Many have sayings, vibrant designs or even something like the iconic Three Horses Beer logo painted on their hulls or sails, and all pirogues have a name painted along the side. They are an efficient mode of travel that not only creates a beautiful image of villages in southwest Madagascar, but is essential to the Vezo way of life.
Blue Ventures’ expedition volunteers have one day off per week from their normal diving schedule to relax and enjoy many of cultural experiences that Andavadoaka has to offer. One of the greatest ways (in my opinion) to spend the day off is to hire a pirogue and sail to one of the nearby islands for a snorkel and a picnic.
Recently, the volunteers of the current expedition and I asked our brilliant kitchen chef, Tiana, to make egg sandwiches using his daily homemade bread so that we could enjoy it during our “Sunday sail”. We all set off around midday with a few local Vezo sailors and their pirogues.
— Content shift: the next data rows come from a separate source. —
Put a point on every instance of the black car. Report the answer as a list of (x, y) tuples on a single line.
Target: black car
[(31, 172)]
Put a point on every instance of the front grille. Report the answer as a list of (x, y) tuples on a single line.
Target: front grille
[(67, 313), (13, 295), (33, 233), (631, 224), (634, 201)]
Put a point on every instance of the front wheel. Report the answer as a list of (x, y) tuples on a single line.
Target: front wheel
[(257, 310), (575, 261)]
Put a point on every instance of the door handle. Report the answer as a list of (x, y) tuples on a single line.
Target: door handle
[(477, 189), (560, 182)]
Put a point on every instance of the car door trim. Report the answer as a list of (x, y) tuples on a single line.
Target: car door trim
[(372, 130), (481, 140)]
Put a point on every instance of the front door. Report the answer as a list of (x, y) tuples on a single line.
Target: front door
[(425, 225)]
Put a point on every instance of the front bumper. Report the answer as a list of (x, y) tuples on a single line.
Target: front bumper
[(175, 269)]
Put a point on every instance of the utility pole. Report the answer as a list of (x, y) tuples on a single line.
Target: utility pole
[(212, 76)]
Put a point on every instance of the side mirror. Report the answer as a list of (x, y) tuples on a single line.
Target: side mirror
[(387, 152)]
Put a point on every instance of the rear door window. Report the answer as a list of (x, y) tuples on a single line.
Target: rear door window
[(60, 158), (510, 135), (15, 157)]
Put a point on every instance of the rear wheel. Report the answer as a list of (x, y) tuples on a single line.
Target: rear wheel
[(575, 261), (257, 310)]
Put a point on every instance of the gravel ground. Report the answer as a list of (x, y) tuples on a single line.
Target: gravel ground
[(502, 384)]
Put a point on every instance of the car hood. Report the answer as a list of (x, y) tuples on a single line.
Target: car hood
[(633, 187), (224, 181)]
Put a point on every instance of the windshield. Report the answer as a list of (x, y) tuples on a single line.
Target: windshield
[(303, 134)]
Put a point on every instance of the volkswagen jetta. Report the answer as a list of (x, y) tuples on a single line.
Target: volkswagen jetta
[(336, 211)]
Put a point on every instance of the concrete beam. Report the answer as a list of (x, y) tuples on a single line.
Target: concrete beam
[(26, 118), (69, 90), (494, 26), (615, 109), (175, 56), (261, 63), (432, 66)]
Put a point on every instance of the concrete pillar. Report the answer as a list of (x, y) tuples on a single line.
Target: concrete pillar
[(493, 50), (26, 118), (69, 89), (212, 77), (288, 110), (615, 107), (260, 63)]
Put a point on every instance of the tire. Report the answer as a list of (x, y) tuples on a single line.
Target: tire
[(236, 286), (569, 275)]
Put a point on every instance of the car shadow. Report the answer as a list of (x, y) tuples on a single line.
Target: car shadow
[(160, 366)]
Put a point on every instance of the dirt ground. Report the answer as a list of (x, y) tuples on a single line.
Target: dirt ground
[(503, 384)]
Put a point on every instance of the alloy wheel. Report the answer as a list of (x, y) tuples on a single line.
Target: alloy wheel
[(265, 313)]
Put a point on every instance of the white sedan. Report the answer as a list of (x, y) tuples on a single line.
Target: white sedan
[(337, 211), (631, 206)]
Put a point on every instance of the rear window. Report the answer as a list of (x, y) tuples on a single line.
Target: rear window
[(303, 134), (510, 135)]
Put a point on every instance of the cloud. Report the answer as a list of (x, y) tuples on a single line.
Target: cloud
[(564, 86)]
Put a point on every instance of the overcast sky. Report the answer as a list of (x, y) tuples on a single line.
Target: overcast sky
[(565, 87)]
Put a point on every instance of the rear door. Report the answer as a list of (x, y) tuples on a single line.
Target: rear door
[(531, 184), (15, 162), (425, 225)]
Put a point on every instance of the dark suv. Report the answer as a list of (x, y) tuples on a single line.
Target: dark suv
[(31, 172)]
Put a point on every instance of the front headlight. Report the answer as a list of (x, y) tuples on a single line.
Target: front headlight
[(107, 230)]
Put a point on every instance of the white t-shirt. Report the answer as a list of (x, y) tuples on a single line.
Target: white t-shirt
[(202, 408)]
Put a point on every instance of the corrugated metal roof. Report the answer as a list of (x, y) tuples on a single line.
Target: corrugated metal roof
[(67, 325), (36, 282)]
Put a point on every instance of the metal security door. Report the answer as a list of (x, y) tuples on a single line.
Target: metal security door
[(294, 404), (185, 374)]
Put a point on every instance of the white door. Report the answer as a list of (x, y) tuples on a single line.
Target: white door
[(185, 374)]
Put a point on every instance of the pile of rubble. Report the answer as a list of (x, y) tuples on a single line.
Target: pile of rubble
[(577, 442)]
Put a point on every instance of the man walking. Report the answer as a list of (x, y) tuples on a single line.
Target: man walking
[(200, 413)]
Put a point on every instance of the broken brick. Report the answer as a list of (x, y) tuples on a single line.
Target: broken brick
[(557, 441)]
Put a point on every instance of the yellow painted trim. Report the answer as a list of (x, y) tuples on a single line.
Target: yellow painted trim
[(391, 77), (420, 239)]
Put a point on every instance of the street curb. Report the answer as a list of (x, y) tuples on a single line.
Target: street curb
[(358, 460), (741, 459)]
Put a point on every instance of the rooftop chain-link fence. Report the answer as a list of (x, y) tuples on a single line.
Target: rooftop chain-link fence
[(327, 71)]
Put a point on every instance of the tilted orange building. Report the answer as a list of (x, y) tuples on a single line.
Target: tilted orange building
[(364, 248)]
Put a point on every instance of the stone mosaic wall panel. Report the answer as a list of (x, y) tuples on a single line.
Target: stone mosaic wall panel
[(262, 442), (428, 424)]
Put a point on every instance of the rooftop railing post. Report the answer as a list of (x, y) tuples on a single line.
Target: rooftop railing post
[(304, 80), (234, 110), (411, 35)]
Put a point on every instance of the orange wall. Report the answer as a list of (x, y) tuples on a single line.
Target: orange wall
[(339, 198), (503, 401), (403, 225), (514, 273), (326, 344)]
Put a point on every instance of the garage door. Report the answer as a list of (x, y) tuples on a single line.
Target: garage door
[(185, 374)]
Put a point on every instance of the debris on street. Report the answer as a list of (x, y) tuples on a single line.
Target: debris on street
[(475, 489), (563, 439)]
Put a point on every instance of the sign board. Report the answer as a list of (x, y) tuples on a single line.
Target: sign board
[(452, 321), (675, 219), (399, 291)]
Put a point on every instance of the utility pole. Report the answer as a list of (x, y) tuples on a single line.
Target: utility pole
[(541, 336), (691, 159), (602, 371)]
Knowing Jamelia as the pirogue that wins all of the local races, and owned by local friends of mine, I jumped on that one and a few other volunteers followed.
Despite the summer heat of Madagascar, we enjoyed a nice relaxing sail to a local island called Nosy Fasy (meaning “sand island”). Part of the experience is learning to weigh down the pirogue by standing on the balance bar – a difficult task for those lacking balancing skills. However we managed, and of course, arrived first to the island… incredibly ready for a snorkel.
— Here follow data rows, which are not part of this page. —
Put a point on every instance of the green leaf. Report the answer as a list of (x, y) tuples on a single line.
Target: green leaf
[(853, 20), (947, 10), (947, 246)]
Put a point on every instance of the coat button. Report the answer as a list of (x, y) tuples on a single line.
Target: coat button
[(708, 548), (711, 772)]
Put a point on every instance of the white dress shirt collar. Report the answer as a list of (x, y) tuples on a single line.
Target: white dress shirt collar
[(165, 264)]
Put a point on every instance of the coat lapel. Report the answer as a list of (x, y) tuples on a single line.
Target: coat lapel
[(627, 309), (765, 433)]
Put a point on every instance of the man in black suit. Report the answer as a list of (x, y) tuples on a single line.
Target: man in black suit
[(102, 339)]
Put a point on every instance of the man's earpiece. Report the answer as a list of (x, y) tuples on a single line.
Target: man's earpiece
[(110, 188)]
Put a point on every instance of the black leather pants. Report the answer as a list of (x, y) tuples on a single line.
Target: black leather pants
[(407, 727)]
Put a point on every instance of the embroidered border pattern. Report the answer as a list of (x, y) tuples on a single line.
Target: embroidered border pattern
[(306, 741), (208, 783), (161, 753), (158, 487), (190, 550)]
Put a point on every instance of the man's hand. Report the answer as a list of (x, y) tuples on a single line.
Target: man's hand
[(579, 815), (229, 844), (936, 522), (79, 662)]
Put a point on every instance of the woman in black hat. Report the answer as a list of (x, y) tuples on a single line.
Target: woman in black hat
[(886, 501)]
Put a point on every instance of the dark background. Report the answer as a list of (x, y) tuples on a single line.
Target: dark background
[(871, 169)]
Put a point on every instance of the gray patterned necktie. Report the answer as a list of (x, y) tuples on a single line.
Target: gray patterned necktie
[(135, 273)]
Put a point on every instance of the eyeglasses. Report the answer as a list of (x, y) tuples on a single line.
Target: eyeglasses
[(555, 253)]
Due to the shallow depths (<2m) and spectacular visibility, volunteers were able to practise their science point-outs; naming hard corals, anemones, butterfly fish, triggerfish, parrotfish and more on the beautiful, shallow reef off the island.
Our snorkel was followed by a lovely lunch with music, a mid-afternoon snooze (which the Malagasy have mastered) and a wander around the island, which at low tide is 338 paces, according to one volunteer. After a few hours, we sailed our way home – learning how to tack, steer the boat with a paddle, tie a few boat knots, and keeping our balance.
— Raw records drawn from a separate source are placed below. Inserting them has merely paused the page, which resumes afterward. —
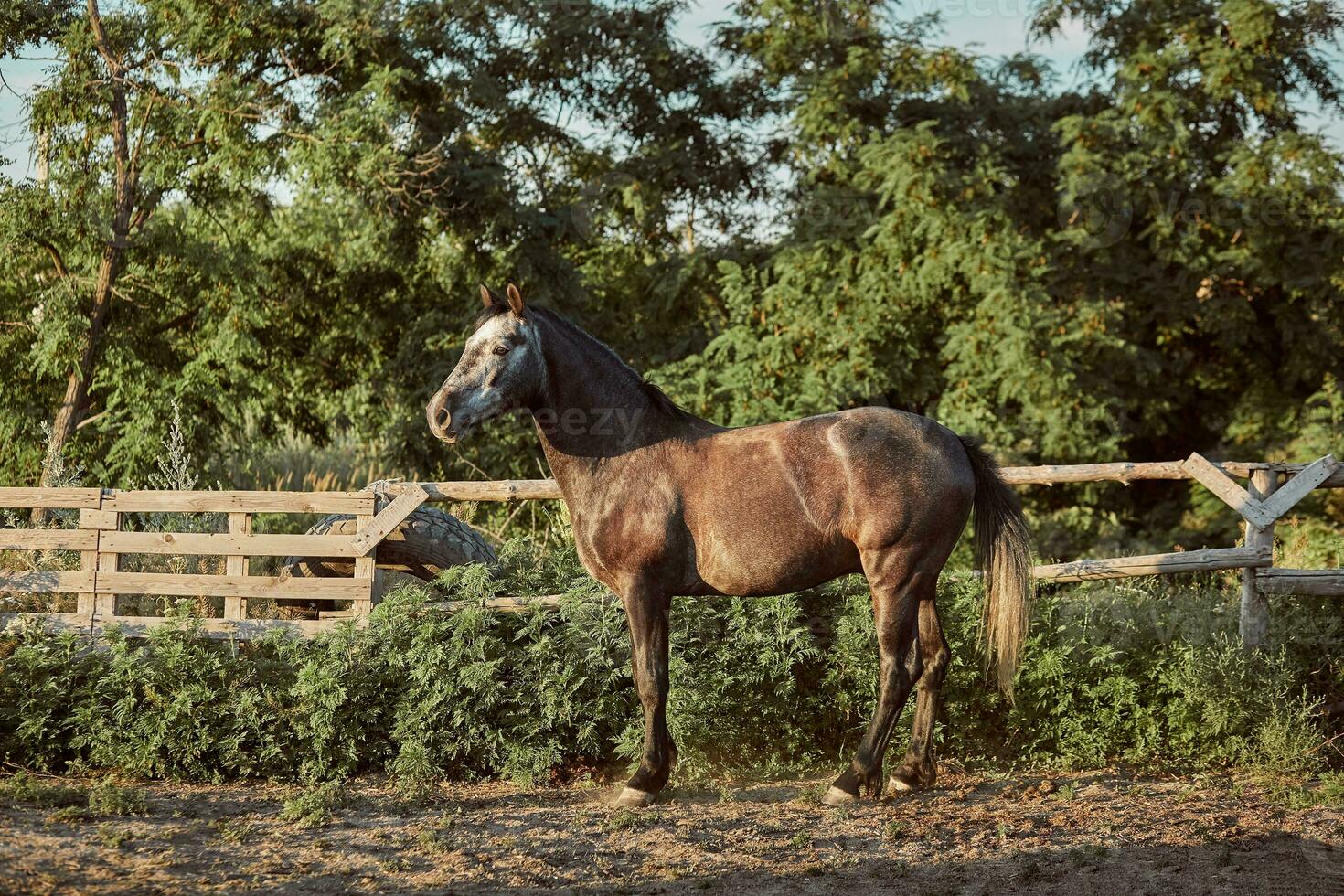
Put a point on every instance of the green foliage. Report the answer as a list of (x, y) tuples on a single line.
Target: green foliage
[(1140, 675), (314, 806)]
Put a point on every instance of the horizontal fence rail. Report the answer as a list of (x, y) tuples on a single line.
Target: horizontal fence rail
[(1273, 489)]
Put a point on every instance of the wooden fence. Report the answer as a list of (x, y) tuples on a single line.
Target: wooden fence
[(1273, 489)]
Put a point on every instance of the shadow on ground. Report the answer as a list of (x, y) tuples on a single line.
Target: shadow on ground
[(1095, 833)]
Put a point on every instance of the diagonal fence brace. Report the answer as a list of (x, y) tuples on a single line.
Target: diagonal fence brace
[(409, 498), (1227, 491), (1300, 485), (1260, 513)]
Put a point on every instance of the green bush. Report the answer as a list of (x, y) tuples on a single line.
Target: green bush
[(1148, 675)]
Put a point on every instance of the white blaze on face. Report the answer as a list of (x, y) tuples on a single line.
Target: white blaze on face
[(486, 382)]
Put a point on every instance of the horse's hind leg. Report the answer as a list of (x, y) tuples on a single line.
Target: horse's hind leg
[(920, 767), (895, 601)]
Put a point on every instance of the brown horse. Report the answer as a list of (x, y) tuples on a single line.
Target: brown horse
[(664, 503)]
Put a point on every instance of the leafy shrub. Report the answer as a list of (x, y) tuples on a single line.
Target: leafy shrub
[(314, 805), (1148, 675)]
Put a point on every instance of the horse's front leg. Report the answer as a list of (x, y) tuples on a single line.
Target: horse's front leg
[(646, 613)]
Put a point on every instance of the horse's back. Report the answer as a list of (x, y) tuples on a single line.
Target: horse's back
[(788, 506)]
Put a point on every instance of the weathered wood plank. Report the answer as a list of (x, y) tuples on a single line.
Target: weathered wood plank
[(105, 604), (1253, 614), (214, 629), (219, 543), (1050, 475), (99, 518), (503, 604), (45, 581), (1327, 583), (374, 529), (1201, 560), (48, 540), (69, 498), (89, 563), (366, 566), (231, 586), (235, 607), (228, 629), (1286, 497), (492, 491), (56, 621), (1226, 491), (238, 501)]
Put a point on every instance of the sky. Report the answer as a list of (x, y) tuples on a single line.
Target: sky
[(991, 27)]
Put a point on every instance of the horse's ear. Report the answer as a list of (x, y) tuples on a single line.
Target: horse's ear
[(515, 300)]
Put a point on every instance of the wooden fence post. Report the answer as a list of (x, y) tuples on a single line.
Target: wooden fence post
[(366, 567), (88, 601), (1254, 618), (235, 607), (105, 604)]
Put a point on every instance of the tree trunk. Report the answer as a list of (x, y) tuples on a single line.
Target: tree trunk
[(77, 387)]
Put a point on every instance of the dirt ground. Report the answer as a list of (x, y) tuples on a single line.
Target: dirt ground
[(1092, 833)]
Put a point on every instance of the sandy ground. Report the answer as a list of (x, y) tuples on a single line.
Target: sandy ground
[(1092, 833)]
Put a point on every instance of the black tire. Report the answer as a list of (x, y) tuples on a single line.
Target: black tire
[(426, 543)]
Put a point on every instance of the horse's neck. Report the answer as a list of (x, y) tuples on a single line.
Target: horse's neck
[(594, 417)]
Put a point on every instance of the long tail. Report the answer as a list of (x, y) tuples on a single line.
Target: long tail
[(1003, 551)]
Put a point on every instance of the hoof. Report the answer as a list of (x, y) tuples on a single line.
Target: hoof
[(837, 797), (632, 798)]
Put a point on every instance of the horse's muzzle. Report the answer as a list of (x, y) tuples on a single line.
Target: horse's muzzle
[(440, 420)]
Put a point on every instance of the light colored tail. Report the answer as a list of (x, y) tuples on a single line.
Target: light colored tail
[(1003, 552)]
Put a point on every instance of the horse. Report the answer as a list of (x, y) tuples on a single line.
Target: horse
[(664, 503)]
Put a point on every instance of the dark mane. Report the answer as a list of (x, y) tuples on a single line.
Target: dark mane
[(657, 398)]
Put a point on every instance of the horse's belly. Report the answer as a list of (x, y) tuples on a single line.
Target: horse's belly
[(752, 560)]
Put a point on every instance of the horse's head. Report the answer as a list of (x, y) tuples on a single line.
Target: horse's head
[(500, 368)]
The local fishers were happy to teach us how travelling by pirogue is done, which isn’t quite as easy as they make it look! And of course, like sailing anywhere in the world, sailing is “arakaraky tsioke” – it all depends on the wind. Since we had the wind behind us on the way home, it was a breezy and quick ride back to Andavadoaka. As part of all expeditions, volunteers will be given the opportunity to take sailing lessons with a local fisher – learning how to sail like a Vezo, or even just to sit back and relax on a day off!
For a few ariary which helps to support the local community, I would say that a sail and a snorkel is one of the best ways to spend an afternoon off in Andavadoaka. Even after living here for over a year, I always return learning something new and end my day with a smile on my face – it’s an experience every vazaha (or visitor) should consider, at least once, whilst volunteering in Andavadoaka… just don’t forget your sun cream!